Search code examples
javaapache-flinkflink-streamingrocksdbflink-cep

Configure RocksDB in flink 1.13


I have read about EmbeddedRocksDBStateBackend in Flink 1.13 version but has size limitations, so I want to keep the current configuration of my previous Flink version 1.11, but the point is that this way of configuring the RocksDB is deprecated (new RocksDBStateBackend("path", true);).

I have tried with the new configuration using EmbeddedRocksDBStateBackend (new EmbeddedRocksDBStateBackend(true)) and I have this error:

java.util.concurrent.ExecutionException: java.io.IOException: Size of the state is larger than the maximum permitted memory-backed state. Size=9126648 , maxSize=5242880 . Consider using a different state backend, like the File System State backend.

What is the best way of configuring the RocksDB state backend for flink 1.13 programmatically from Java?


Solution

  • In Flink 1.13 we reorganized the state backends because the old way had resulted in many misunderstandings about how things work. So these two concerns were decoupled:

    1. Where your working state is stored (the state backend). (In the case of RocksDB, it should be configured to use the fastest available local disk.)
    2. Where checkpoints are stored (the checkpoint storage). In most cases, this should be a distributed filesystem.

    With the old API, the fact that two different filesystems are involved in the case of RocksDB was obscured by the way the checkpointing path was passed to the RocksDBStateBackend constructor. So that bit of configuration has been moved elsewhere (see below).

    This table shows the relationships between the legacy state backends and the new ones (in combination with checkpoint storage):

    Legacy State Backend New State Backend + Checkpoint Storage
    MemoryStateBackend HashMapStateBackend + JobManagerCheckpointStorage
    FsStateBackend HashMapStateBackend + FileSystemCheckpointStorage
    RocksDBStateBackend EmbeddedRocksDBStateBackend + FileSystemCheckpointStorage

    In your case you want to use the EmbeddedRocksDBStateBackend with FileSystemCheckpointStorage. The problem you are currently having is that you are using in-memory checkpoint storage (JobManagerCheckpointStorage) with RocksDB, which severely limits how much state can be checkpointed.

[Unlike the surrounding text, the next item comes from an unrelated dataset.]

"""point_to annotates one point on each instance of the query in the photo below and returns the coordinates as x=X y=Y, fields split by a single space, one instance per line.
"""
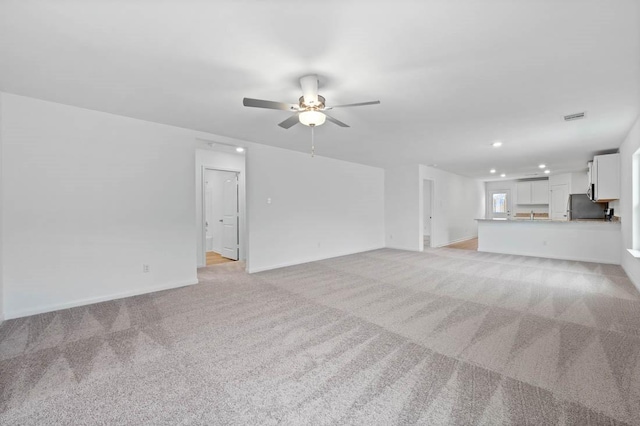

    You can fix this by either specifying a checkpoint directory inflink-conf.yaml

    state.backend: rocksdb
    state.checkpoints.dir: file:///checkpoint-dir/
    
    # Optional, Flink will automatically default to FileSystemCheckpointStorage
    # when a checkpoint directory is specified.
    state.checkpoint-storage: filesystem
    
    

    or in your code

    StreamExecutionEnvironment env = StreamExecutionEnvironment.getExecutionEnvironment();
    env.setStateBackend(new EmbeddedRocksDBStateBackend());
    env.getCheckpointConfig().setCheckpointStorage("file:///checkpoint-dir");
    
    // If you manually passed FsStateBackend into the RocksDBStateBackend constructor
    // to specify advanced checkpointing configurations such as write buffer size,
    // you can achieve the same results by using manually instantiating a FileSystemCheckpointStorage object.
    env.getCheckpointConfig().setCheckpointStorage(new FileSystemCheckpointStorage("file:///checkpoint-dir"));
    

    See the docs on Migrating from Legacy Backends for complete details.